Meta-analysis uncovers genome-wide significant variants for rapid kidney function decline.

Kidney Int 2021 04 31;99(4):926-939. Epub 2020 Oct 31.

Division of Nephrology, University of Washington, Seattle, Washington, USA; Kidney Research Institute, University of Washington, Seattle, Washington, USA.

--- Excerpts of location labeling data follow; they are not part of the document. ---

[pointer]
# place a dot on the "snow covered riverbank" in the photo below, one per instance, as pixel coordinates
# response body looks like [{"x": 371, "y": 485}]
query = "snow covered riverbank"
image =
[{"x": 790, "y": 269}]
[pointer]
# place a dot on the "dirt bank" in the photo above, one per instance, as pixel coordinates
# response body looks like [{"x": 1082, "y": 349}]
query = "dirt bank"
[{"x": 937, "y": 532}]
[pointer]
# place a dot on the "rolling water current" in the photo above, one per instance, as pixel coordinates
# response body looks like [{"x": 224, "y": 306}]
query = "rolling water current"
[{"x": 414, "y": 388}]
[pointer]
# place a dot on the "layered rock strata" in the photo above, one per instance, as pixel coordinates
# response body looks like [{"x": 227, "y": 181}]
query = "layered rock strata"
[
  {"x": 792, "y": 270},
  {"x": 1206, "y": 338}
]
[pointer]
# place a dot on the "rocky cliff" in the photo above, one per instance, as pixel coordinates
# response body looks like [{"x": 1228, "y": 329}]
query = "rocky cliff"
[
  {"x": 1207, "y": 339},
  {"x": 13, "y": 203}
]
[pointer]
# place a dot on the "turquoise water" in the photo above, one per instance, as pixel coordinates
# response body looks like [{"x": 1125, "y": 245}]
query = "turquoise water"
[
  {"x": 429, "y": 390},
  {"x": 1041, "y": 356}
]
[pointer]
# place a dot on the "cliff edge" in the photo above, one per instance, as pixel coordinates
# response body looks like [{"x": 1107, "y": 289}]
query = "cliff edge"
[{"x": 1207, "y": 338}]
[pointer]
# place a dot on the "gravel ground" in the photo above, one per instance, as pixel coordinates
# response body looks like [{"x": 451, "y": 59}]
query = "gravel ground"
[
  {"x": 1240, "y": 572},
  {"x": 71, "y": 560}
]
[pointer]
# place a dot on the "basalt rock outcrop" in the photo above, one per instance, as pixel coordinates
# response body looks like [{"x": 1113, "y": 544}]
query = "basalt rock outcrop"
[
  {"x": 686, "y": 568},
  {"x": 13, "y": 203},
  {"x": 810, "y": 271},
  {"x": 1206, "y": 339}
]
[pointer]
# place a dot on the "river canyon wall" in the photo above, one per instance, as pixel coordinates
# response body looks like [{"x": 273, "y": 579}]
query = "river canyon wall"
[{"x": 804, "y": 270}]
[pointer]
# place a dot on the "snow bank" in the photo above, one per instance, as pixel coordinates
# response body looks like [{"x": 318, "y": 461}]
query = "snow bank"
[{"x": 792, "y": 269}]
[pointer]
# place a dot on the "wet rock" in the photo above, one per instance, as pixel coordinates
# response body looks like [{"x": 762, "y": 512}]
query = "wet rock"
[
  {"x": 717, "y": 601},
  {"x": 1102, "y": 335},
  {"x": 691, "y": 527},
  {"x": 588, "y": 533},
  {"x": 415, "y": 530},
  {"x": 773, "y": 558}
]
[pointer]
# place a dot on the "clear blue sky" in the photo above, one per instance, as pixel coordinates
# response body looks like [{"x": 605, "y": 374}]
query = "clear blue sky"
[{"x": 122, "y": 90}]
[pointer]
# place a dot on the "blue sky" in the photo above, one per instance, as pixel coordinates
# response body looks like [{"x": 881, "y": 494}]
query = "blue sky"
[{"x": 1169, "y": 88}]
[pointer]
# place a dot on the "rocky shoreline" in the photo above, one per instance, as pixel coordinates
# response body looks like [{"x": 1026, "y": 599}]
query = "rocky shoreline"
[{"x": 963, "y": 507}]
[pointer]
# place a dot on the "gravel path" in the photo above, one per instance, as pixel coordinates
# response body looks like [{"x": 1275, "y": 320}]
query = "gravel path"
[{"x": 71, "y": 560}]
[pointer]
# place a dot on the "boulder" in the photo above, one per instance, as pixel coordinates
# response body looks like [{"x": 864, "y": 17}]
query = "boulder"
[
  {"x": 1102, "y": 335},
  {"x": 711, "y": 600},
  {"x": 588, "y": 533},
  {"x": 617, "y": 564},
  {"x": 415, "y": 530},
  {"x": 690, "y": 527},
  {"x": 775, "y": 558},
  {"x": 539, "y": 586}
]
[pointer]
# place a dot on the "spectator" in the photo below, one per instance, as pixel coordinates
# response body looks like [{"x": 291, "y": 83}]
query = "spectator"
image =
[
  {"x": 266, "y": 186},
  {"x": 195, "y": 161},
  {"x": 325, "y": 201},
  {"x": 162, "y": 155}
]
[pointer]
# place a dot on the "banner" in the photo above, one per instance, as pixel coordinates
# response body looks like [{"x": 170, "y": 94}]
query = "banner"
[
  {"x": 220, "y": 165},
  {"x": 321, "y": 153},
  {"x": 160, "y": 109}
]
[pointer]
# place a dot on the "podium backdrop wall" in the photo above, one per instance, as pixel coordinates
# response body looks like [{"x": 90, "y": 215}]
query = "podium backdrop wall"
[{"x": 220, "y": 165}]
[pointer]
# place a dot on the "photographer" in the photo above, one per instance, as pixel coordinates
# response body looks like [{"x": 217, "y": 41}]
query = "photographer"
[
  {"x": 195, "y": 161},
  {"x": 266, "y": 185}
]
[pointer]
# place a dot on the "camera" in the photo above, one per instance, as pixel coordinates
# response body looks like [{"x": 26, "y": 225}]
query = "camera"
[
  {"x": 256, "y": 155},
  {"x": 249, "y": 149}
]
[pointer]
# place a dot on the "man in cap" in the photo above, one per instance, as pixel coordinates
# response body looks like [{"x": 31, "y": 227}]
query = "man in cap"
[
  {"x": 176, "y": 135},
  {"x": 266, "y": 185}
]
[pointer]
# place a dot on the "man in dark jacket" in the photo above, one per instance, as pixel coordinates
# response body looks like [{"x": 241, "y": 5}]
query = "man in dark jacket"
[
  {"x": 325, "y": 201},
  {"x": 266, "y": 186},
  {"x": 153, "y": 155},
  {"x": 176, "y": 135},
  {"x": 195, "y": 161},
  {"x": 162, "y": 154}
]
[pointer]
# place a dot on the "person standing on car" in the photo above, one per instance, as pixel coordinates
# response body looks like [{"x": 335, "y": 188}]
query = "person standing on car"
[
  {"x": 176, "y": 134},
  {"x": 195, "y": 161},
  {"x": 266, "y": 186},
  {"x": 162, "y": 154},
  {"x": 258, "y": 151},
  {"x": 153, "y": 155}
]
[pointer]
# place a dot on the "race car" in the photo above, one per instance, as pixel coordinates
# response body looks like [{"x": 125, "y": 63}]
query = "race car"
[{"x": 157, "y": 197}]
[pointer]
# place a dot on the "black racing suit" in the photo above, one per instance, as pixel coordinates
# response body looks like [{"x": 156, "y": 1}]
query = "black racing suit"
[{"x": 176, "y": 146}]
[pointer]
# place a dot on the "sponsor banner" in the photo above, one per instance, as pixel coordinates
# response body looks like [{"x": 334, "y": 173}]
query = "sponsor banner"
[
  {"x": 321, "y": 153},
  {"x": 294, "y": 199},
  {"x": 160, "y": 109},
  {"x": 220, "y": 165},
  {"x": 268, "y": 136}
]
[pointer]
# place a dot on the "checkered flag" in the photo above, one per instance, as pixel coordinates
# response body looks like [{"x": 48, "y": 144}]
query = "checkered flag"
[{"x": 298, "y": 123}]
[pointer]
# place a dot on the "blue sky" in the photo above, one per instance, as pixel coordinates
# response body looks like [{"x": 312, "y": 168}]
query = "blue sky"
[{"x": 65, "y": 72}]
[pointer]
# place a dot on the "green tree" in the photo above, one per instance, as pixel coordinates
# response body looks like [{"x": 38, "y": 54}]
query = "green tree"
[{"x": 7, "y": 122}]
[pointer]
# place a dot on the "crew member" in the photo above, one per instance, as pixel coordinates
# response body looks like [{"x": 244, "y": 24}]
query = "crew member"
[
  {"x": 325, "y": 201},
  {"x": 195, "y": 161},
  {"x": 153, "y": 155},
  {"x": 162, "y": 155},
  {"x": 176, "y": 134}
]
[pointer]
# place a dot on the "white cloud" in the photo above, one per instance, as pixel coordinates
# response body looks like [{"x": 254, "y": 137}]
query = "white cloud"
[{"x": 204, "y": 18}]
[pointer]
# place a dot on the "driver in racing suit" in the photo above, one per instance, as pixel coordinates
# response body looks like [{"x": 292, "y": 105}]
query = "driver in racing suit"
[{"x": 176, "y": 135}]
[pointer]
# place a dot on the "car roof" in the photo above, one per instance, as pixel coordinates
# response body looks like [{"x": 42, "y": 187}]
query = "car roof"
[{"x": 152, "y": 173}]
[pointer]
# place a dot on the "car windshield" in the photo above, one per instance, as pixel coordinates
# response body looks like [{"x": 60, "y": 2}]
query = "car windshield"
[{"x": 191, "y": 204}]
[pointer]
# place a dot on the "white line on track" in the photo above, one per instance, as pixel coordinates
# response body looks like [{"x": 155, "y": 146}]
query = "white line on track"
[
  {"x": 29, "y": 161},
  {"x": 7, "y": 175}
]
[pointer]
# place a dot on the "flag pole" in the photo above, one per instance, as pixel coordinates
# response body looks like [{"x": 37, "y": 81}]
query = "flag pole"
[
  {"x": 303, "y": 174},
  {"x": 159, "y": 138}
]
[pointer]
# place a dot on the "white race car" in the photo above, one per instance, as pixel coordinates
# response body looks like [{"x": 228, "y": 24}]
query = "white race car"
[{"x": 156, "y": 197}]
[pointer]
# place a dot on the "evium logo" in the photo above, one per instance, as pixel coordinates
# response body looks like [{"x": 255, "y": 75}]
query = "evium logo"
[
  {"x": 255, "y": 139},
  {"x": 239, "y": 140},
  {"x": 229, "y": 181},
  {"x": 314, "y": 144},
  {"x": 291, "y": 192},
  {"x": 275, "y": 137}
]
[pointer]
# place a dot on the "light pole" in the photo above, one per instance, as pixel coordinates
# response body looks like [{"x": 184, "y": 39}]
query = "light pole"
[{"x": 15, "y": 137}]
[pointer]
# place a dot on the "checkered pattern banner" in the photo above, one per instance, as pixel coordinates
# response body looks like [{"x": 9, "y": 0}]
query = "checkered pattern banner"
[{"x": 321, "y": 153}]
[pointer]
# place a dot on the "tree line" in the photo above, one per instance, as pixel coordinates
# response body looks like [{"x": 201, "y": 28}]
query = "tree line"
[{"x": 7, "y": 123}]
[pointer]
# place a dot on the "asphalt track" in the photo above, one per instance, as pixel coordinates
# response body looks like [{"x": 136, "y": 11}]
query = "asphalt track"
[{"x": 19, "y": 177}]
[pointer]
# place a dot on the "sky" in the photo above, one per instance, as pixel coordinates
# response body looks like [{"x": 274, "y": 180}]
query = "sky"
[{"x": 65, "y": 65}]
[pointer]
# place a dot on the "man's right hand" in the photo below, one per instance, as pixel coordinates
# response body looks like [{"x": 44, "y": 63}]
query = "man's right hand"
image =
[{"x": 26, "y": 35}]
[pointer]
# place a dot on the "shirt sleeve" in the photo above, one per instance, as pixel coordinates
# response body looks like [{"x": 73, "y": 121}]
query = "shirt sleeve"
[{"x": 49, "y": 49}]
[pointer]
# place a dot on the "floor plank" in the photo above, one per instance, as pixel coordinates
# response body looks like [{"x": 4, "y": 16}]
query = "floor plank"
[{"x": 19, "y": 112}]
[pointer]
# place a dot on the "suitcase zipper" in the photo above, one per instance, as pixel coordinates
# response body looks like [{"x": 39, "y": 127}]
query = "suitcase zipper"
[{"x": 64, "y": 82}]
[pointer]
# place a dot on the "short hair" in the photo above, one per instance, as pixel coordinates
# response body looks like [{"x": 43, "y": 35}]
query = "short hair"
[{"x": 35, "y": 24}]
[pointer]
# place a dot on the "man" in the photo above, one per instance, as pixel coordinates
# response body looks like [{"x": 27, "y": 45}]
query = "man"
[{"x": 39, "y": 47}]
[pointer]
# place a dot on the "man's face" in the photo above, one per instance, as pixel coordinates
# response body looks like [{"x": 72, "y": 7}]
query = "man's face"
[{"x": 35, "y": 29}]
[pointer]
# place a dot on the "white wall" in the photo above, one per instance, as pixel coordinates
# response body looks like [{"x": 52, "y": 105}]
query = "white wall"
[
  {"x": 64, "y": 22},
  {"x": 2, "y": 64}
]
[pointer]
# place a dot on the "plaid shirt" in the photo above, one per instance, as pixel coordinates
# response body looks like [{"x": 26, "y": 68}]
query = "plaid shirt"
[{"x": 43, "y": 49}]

Rapid decline of glomerular filtration rate estimated from creatinine (eGFRcrea) is associated with severe clinical endpoints. In contrast to cross-sectionally assessed eGFRcrea, the genetic basis for rapid eGFRcrea decline is largely unknown. To help define this, we meta-analyzed 42 genome-wide association studies from the Chronic Kidney Diseases Genetics Consortium and United Kingdom Biobank to identify genetic loci for rapid eGFRcrea decline. Two definitions of eGFRcrea decline were used: 3 mL/min/1.73m/year or more ("Rapid3"; encompassing 34,874 cases, 107,090 controls) and eGFRcrea decline 25% or more and eGFRcrea under 60 mL/min/1.73m at follow-up among those with eGFRcrea 60 mL/min/1.73m or more at baseline ("CKDi25"; encompassing 19,901 cases, 175,244 controls). Seven independent variants were identified across six loci for Rapid3 and/or CKDi25: consisting of five variants at four loci with genome-wide significance (near UMOD-PDILT (2), PRKAG2, WDR72, OR2S2) and two variants among 265 known eGFRcrea variants (near GATM, LARP4B). All these loci were novel for Rapid3 and/or CKDi25 and our bioinformatic follow-up prioritized variants and genes underneath these loci. The OR2S2 locus is novel for any eGFRcrea trait including interesting candidates. For the five genome-wide significant lead variants, we found supporting effects for annual change in blood urea nitrogen or cystatin-based eGFR, but not for GATM or LARP4B. Individuals at high compared to those at low genetic risk (8-14 vs. 0-5 adverse alleles) had a 1.20-fold increased risk of acute kidney injury (95% confidence interval 1.08-1.33). Thus, our identified loci for rapid kidney function decline may help prioritize therapeutic targets and identify mechanisms and individuals at risk for sustained deterioration of kidney function.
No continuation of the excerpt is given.